Due to the paucity of earlier research in this area, and because this is the first study, to our knowledge, to estimate reliability of balance tests in hip OA, it is difficult to discuss our findings in relation to previous research. However, our findings are generally in agreement with those of a study that evaluated the reliability of balance measurements in patients with hip fracture.48 In that study, Sherrington and Lord48 found good test-retest reliability for the Step Test, with similar levels of reliability (ICC=.85–.92) and lower 95% CI values (.71–.83) compared with those found in the current study. In contrast, our findings are quite different from those of an earlier study that evaluated interrater reliability of a battery of tests, including the Timed Single-Leg Stance Test, in patients following surgically fixed hip fractures.49 In that study, the Timed Single-Leg Stance Test was one of the least reliable tests, and reliability estimates were much lower (kappa=.14–.63) than those found in the current study. To our knowledge, no reliability estimates for the FRT or the Four-Square Step Test in a comparable group have been conducted.

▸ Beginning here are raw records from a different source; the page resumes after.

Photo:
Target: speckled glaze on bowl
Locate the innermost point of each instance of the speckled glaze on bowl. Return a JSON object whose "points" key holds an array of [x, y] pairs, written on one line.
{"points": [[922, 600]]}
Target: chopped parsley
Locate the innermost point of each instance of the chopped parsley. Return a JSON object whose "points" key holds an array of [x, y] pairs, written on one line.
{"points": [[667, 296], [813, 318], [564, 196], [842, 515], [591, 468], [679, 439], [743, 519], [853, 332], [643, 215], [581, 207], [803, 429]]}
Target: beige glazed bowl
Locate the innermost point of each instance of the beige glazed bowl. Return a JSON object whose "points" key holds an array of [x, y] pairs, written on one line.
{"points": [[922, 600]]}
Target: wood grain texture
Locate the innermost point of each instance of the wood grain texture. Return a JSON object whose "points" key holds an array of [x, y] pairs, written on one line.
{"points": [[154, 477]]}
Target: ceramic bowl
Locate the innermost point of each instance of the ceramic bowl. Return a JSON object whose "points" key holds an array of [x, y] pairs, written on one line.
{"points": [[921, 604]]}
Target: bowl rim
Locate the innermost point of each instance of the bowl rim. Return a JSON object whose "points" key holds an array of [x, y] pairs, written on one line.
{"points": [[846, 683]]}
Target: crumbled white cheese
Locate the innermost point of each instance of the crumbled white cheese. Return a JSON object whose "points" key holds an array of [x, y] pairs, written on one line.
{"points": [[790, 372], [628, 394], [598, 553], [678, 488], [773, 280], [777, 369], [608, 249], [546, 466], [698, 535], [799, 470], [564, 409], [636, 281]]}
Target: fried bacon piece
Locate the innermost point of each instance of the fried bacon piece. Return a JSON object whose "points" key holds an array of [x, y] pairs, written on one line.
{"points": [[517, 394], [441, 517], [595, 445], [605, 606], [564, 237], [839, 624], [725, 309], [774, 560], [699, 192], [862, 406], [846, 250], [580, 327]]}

Measurement errors associated with the 4 balance tests, which have not previously been reported, also were estimated in the current study. This information assists with the interpretation of and confidence in an obtained measure. For a measure to be clinically useful, it must have a sufficiently high ICC and sufficiently low SEM. We also calculated the SEM% and MDC% so that tests could be compared, given that the units of measurement varied across the tests. In the current study, the Step Test and Four-Square Step Test were found to have lower SEM% and MDC% values than the FRT and Timed Single-Leg Stance Test. This finding means that, compared with the FRT and Timed Single-Leg Stance Test, smaller amounts of change are required on the Step Test and Four-Square Step Test to be confident that a real change in balance has occurred. To be confident of real change in balance when applying these tests in individuals with hip OA, clinicians and researchers should aim to see a change of 3 steps on the Step Test (standing on the affected side), 2 seconds on the Four-Square Step Test, 9.9 cm on the forward reach component of the FRT, (5.0 and 5.2 cm for ipsilateral and contralateral functional reach, respectively), and 10.8 seconds on the Timed Single-Leg Stance Test.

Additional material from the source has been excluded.